My final exam in my First Amendment course last year involved a public middle school that allowed teachers to decorate their classrooms to celebrate holidays and other special occasions. So, some teachers were allowed to display gay pride, transgender pride, and Black Lives Matter flags or posters. However, when a Catholic teacher tried to display a nativity scene in her classroom during the month of December, her principal ordered her to remove it because it violated the Establishment Clause.
Does it?
Or does the censorship order violate the teacher’s free exercise and free speech rights?
Notice this is very close factually to the Kennedy case.
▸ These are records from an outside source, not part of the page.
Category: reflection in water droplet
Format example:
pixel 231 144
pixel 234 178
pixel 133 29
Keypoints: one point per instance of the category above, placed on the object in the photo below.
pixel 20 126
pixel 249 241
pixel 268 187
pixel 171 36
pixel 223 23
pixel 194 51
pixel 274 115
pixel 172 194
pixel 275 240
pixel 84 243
And the current doctrine asks whether “the challenged government practice is not coercive and if it (i) is rooted in history and tradition; or (ii) treats religious people, organizations, speech, or activity equally to comparable secular people, organizations, speech, or activity.”
It is a silent, passive display in the teacher’s classroom. Is it coercive?
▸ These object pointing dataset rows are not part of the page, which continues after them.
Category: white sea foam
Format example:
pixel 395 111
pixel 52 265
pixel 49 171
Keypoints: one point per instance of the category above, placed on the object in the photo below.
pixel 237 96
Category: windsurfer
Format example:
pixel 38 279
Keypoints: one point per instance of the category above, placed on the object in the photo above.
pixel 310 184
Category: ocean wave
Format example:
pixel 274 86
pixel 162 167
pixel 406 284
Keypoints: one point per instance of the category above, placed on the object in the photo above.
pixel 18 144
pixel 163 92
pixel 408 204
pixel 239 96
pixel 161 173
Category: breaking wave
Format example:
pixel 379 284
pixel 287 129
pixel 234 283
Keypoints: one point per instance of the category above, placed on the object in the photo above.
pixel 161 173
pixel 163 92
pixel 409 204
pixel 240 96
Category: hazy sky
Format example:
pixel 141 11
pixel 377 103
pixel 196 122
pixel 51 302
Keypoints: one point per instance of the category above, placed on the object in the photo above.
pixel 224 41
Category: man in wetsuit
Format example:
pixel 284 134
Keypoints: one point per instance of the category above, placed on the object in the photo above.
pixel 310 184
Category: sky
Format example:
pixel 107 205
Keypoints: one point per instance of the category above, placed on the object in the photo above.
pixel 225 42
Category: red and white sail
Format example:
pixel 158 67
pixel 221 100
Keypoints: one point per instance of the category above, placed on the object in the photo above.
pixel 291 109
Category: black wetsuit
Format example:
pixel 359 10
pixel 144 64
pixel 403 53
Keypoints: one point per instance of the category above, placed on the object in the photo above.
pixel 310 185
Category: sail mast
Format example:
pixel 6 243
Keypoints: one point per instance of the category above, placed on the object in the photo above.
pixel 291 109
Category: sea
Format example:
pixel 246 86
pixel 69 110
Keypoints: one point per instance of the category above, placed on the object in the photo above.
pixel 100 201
Or is it merely a positive example of pluralism and diversity on the faculty of a public school?
No student is being asked to engage in any religious celebration. All the Catholic teacher is asking is that her classroom decorations be treated equally to those of the other teachers.
As in Kennedy:
--I think the Establishment Clause does not require censorship,
--and the Free Speech and Free Exercise Clauses do protect the Catholic teacher’s right to decorate her classroom with a nativity display to recognize the Christmas holiday.
The Lemon test is gone.
The Wall of Separation metaphor is gone.
The test is one of confident pluralism and viewpoint equality in the public square.